Why should we care about open-endedness?
There is nothing you can point to that would be worth coming back to a billions year from now to see what happened. And yet, we are inside of such a system and such a system produced us.
Evolution is a seemingly open-ended process for which we only have access to a single run’s current and past results. It is this algorithm capable of generating endless surprises over the course of billions of years.
But open-endedness also happens outside of “strict” evolution. It has been in the history of art, science, technology. We as humans are both a product of an open-ended process and also open-ended ourselves.
How to achieve it?
No algorithm yet exists worth running forever. We haven’t been able to create open-endedness yet.
- Usually there is an objective function which means the algorithm converges or get stuck.
- Even other more innovative ideas end up reaching diminishing returns (co-evolution, self-play, GANs, Alife worlds)
- This is true for deep learning, optimization, evolution, etc.
So far, it seems we still don’t know something.
Early insights with NEAT
What this algorithm tells us is: for a thing to be open-ended, it needs to be unbounded. It has to be possible to make more complex things.
An important fact is people were never actively looking for the final product when obtaining interesting pictures.
The idea is to do divergent search instead of convergent search and remove the objective function. It sometimes appear to solve better than optimization.
There is also a need for stepping stone collectors (SSCs). This is a process that store the results in a growing archive. The more stepping stones you have, the more places you can get to. In a way, picbreeder and natural evolution are stepping-stone collectors.
This eventually led to Quality diversity. This transition happened because there was still a need to communicate if the system is doing what we want.
However, QD is certainly not one of those algorithms worth running for a billion years. The space of possibilities gets filled progressively and there is no new possibility arising.
Towards achieving Earth’s creativity
On Earth, evolution is simultaneously creating new opportunities and possibilities and searching through them.

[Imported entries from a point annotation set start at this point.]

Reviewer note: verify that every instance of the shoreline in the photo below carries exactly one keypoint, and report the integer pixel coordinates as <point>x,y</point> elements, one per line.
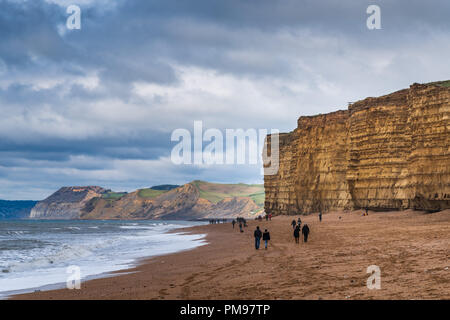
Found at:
<point>410,247</point>
<point>115,269</point>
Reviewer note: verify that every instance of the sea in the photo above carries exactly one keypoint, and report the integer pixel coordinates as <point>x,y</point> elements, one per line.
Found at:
<point>47,254</point>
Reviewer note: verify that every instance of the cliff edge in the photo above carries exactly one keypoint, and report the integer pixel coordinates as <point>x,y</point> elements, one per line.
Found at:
<point>385,153</point>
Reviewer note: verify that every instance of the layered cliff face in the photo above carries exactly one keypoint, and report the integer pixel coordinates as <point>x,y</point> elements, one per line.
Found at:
<point>66,203</point>
<point>391,152</point>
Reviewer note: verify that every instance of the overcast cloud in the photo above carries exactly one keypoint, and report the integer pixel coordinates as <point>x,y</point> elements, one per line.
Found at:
<point>97,106</point>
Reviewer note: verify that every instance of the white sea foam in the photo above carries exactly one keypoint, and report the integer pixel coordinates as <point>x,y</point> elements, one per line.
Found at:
<point>103,247</point>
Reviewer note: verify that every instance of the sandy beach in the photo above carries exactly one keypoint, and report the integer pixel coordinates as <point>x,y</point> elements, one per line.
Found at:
<point>411,248</point>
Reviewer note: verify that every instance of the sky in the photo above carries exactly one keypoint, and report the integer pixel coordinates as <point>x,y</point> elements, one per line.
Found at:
<point>97,105</point>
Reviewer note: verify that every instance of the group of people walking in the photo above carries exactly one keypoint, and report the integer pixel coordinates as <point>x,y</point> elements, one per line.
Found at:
<point>265,236</point>
<point>258,235</point>
<point>298,228</point>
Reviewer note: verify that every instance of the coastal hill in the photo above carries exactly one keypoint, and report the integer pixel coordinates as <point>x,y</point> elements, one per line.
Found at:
<point>194,200</point>
<point>385,153</point>
<point>15,209</point>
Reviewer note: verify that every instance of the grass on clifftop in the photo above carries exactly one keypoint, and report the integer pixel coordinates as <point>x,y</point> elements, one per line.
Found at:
<point>150,193</point>
<point>445,84</point>
<point>216,192</point>
<point>113,195</point>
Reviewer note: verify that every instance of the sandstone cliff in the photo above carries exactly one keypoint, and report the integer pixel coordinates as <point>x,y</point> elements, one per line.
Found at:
<point>390,152</point>
<point>66,203</point>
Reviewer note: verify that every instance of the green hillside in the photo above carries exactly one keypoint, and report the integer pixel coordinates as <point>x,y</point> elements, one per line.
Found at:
<point>216,192</point>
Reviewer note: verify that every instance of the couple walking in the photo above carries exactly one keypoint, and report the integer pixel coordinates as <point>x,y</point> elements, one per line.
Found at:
<point>305,232</point>
<point>258,235</point>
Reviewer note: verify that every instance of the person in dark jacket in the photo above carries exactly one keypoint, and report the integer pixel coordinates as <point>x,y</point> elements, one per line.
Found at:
<point>258,235</point>
<point>266,238</point>
<point>297,234</point>
<point>305,232</point>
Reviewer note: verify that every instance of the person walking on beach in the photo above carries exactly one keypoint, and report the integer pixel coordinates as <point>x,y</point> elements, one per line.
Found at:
<point>305,232</point>
<point>297,234</point>
<point>257,234</point>
<point>266,238</point>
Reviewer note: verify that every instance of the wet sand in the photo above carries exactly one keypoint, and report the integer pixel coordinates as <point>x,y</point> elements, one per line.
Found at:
<point>411,248</point>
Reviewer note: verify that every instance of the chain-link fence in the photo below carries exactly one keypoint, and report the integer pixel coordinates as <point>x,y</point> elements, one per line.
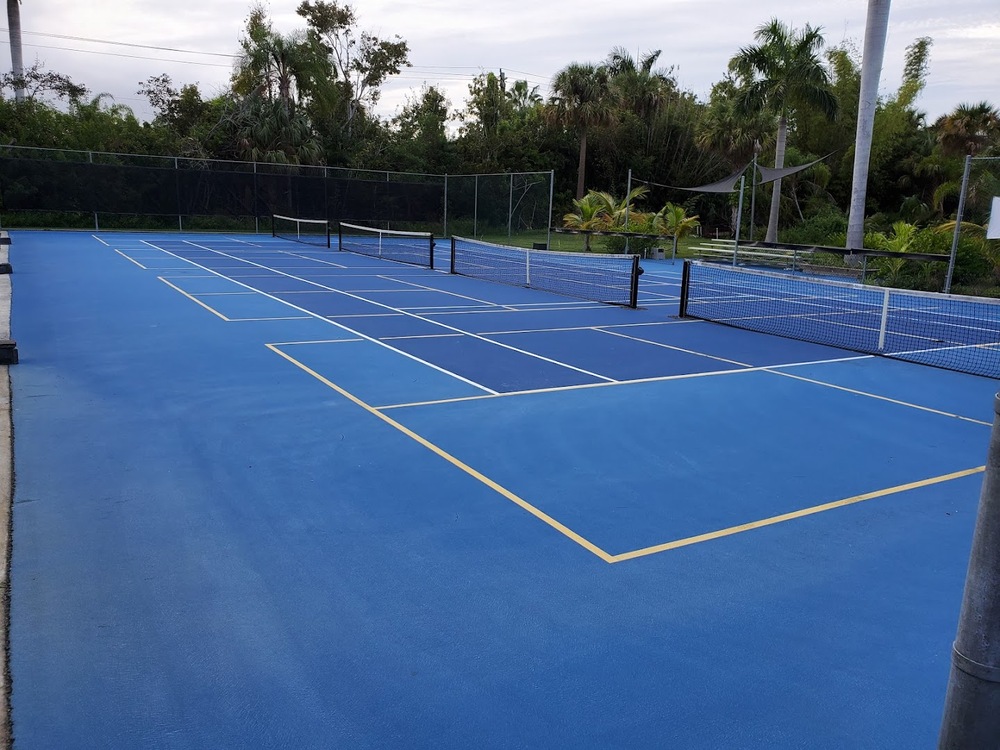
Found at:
<point>89,189</point>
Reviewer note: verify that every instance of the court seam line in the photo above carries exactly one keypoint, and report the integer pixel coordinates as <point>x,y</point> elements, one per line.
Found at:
<point>454,461</point>
<point>636,381</point>
<point>317,341</point>
<point>413,315</point>
<point>317,316</point>
<point>194,299</point>
<point>675,348</point>
<point>424,287</point>
<point>127,257</point>
<point>878,397</point>
<point>791,516</point>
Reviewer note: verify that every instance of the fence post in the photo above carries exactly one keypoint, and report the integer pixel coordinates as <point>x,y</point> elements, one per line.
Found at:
<point>972,705</point>
<point>177,187</point>
<point>958,224</point>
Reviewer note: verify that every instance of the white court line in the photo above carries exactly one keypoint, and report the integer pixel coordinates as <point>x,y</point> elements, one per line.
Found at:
<point>675,348</point>
<point>638,381</point>
<point>318,341</point>
<point>126,257</point>
<point>332,322</point>
<point>452,294</point>
<point>418,317</point>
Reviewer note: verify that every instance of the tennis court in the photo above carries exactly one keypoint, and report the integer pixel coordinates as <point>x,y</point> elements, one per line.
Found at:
<point>276,495</point>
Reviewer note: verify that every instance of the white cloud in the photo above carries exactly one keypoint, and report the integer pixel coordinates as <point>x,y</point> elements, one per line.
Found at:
<point>451,42</point>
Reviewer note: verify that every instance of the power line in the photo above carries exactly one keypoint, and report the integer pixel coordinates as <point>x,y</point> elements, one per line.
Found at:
<point>119,54</point>
<point>123,44</point>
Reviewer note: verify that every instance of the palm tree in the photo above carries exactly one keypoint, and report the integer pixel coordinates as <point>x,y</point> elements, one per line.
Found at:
<point>673,220</point>
<point>781,72</point>
<point>639,88</point>
<point>589,215</point>
<point>579,103</point>
<point>16,59</point>
<point>970,129</point>
<point>871,69</point>
<point>523,97</point>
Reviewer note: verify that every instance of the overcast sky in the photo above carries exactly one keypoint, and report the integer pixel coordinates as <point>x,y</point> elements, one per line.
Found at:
<point>453,41</point>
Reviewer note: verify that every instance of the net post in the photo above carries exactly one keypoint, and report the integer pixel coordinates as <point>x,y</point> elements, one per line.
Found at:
<point>685,284</point>
<point>633,292</point>
<point>971,716</point>
<point>884,321</point>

This idea led to Minimal Criterion Co-evolution algorithms. They used the example of mazes and neural networks that drive robots through the mazes. Those two form two populations that can evolve. This is not really like what happens in nature where a tree is both a “problem” and a “solution”, but is OK in a machine learning context. There is a minimal criterion only:
- The maze has to be solved
- The solver has to solve mazes
When any of those pass the minimal criterion, they get to reproduce. This is inspired by Nature where the minimal criterion is reproduction.
This MCC seems to give algorithms worth running for several years.
Recent work added a resource limitation:
A maze can only be used a finite amount of time by maze solvers in order to solve the minimal criterion.
This pushes towards diversity in a much better way than enforced speciation.